I said, "Isn't Bunny, like, sixty years old?"

"Sixty-six," said my mother. "We're the ones who knocked out the compulsory retirement language from the contract."

"So it isn't just Laura Lee under your roof, but Bunny working there that makes your home uncomfortable?" my father prompted.

"Uncomfortable? Try 'beyond belief.' Try 'fucking impossible.'"

"Of course it is," said my mother. "No child should be made to feel as if she isn't the most important thing in a parent's life."
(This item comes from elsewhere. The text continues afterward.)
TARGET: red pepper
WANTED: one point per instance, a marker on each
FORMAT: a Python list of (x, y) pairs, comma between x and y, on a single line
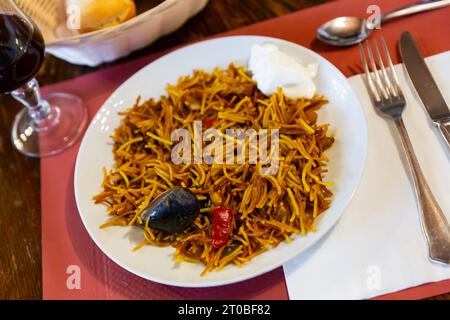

They beamed at me. Marietta said suddenly, eyes lowered to her untouched plate, "Oh, shit. I can't believe who just walked in here."

It may not have been Laura Lee's first appearance at Curran Hall since moving into the president's house, but it was the first time we'd seen her with Marietta present. She was dressed in a straight black skirt, several inches above the knee, and a ruffled pink blouse of a semitransparent nylon that I recognized from her Mamie Eisenhower collection. Her black high-heeled shoes had straps across the instep. If they weren't the legendary Radio City Capezios, they were meant to flatter the ankles that had started it all.

After surveying the room, she spotted the object of her search.

"Here she comes," I murmured.

My father stood, less good manners than sentry duty. "Can I help you?" he asked.

"I need Marietta," she said.

"Fuck you," said Marietta.

Mary-Ruths at the surrounding tables shushed their tablemates and stared.

"What is it, Laura Lee?" my mother asked.

"We need her at the house."

"
We
? You and my asshole father? Is that what 'we' means?"

To my astonishment, Laura Lee borrowed a chair from the closest table and dragged it to Marietta's side. "I don't think you mean that," she said.

With an angry bounce, Marietta turned her chair ninety degrees away from Laura Lee.

"I can't get through to her," said Laura Lee. "She thinks I'm forcing myself where I'm not wanted, especially with respect to her father."

"Liar," said Marietta.

"I am an employee of the college, following orders," Laura Lee said.

"What order is that?" Marietta spat out. "
'Come fuck me. My wife's a vegetable. She won't notice.'
"

"She is
not
a vegetable," Laura Lee said calmly. "She has some neurological deficiencies, and her brain may have reverted to a state when she was a child, but she's still ... a person."

"A person who wishes she could kill herself all over again, thanks to you."

"This is not the place to be having this conversation," said my mother.

"Then tell her to leave," said Marietta.

Laura Lee said, "I came to get you."

"Why you?" asked my father. "Didn't you know you'd upset her?"

Laura Lee said regally, "Her mother is asking for her, and her father didn't want to leave his wife's side."

"Is it an emergency?" my mother asked.

"He believes it is," said Laura Lee.

Marietta finally swiveled back to face Laura Lee. "And you can't even tell me what's wrong? You can't even be helpful for two seconds and tell me what the fuck is the matter?"

Laura Lee said, "Your mother refused to eat her dinner. Again."

"So?"

"Your father thinks it may be the beginning of a hunger strike. She clamps her lips together and bats the spoon away with her good hand."

"Maybe it's the food," said my father.

"Maybe she thinks someone's trying to poison her," said Marietta.

"Don't be ridiculous," said Laura Lee. "It's political. She's taking a stand."

"Political?" my mother repeated, blinking furiously.

"Isn't she aphasic?" asked my father.

"She can communicate," said Laura Lee. "When she wants to."

"Can she chew?" he asked.

"We don't take that chance," said Laura Lee. "Her swallow reflex isn't a hundred percent."

Marietta said, "Maybe she'll choke to death. Wouldn't that be convenient?"

Laura Lee fished a carrot stick out of my salad bowl, chewed, and swallowed a bite before saying, "Grace said something that we translated to mean that she wants to reach your sisters."

"
So?
"

"Like you, they refuse to talk to your father. He needs you to call them for her before she gets any more agitated."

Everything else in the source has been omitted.